Durante muchos años he insistido en que una forma justa de compensar a todos los moradores de distritos en los que se construyan hidroeléctricas, sería estableciendo por ley una tarifa máxima de no más de cinco centésimos por kilovatio para residencias y siete para comercios e industrias ubicadas en el distrito correspondiente, lo que impulsaría el desarrollo de estas empobrecidas áreas, promovería el turismo y sería una forma justa y adecuada de compensarnos.
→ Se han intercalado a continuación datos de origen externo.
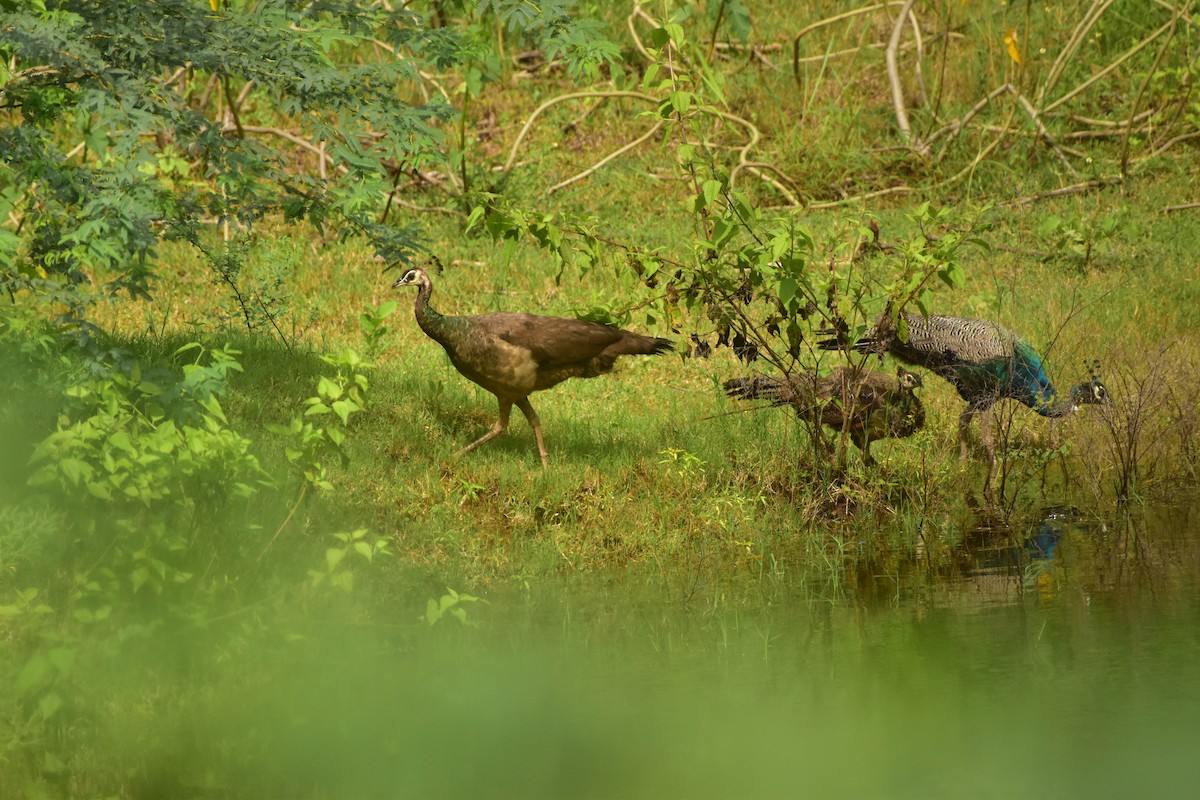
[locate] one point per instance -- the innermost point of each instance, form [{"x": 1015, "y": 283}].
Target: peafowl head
[
  {"x": 1091, "y": 392},
  {"x": 909, "y": 380},
  {"x": 415, "y": 276}
]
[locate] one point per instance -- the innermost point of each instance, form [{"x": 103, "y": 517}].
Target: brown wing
[{"x": 557, "y": 342}]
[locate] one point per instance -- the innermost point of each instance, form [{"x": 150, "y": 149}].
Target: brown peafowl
[
  {"x": 514, "y": 355},
  {"x": 984, "y": 361},
  {"x": 868, "y": 404}
]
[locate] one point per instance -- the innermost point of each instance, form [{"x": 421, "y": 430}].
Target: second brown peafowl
[
  {"x": 984, "y": 361},
  {"x": 867, "y": 404},
  {"x": 514, "y": 355}
]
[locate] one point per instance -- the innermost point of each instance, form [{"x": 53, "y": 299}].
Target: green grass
[{"x": 655, "y": 479}]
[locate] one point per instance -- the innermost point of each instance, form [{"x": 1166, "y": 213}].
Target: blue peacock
[{"x": 983, "y": 360}]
He escrito sobre este tema, procurando que los legisladores tomasen cartas en el asunto, pero a ninguno parece importarle que esto, incluso, ayudaría al Gobierno a dar una solución convincente al problema de los recursos hídricos y de ninguna forma llevaría a la ruina a las empresas generadoras, porque el consumo en esos distritos apenas sería una leve mordida ante lo que gastan y despilfarran en otras cosas.

¿Hidroeléctricas? Sí, pero que nos beneficien de verdad, respetando nuestro ambiente y nuestra dignidad, facilitándonos la calidad de vida; no enriqueciendo las arcas de los que ya tienen tanto.